Hello Derek and German,
In the final stage, even if we have ARIN’s policy, still, there’s unfairness in
terms of locating the IP addresses. These are some of my thoughts, that I would
like to share with all of you and hoping that we can bring people’s attention
to this issue.
The IPV4 review team of ARIN obviously have different interpretations of the
policy. For some cases, the review is all extremely strict; while on the other
hand, some other cases, the review is very loose. And these applications
actually don’t have a whole of differences.
In fact, there’s a mole or more moles inside the ARIN IPv4 review team, who cut
some slacks for his or her associate applicants during the application review
process, and granted them IP addresses or more. While for the applicants he or
she don’t know personally, no matter how reasonable your application material,
your ground for need of IP addresses are, they just won’t approve your
application and grant you nothing but a big refusal. By doing this, this mole(
or these moles) stocks these IP addresses by manipulating the policy and then
plans to profit from it by selling the precious IP addresses to the market one
year later.
I know John Curran would definitely stand up and defend their team. Well, try
to spend some time on ethic education on the review team, less time defending.
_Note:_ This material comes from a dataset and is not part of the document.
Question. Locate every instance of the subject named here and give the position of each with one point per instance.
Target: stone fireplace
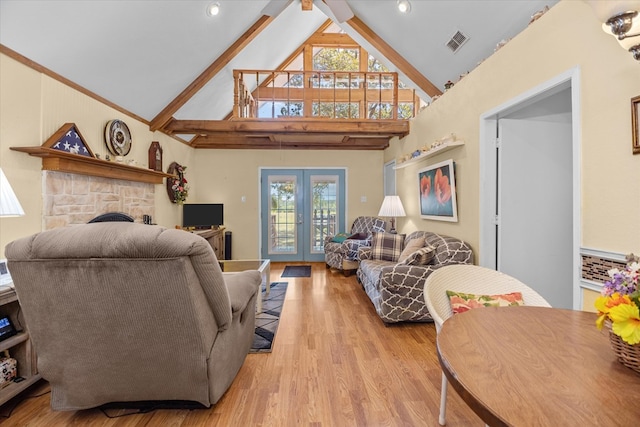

Now there’s only 0.99 /8 IP addresses left. I know some people would think they
can still apply if they really need it, but the truth is they are “pre-ordered”
under ARIN’s inside arrangement. Funny thing is that every single time when
anyone questions how they review applicants or they way they review, ARIN can
always get away using NDA.
Each quarter, ARIN issues a fraud report to show the public that they’ve done
this and that to prevent fraud, and not a single time have they ever disclosed
any fraud incident. Either they’ve really done an “amazing” job to prevent
fraud or this so-called fraud report is auto-generated just for show, and no
serious effort was ever made in terms of preventing or investigating fraud.
We are all grown-ups here, everyone knows how the game plays.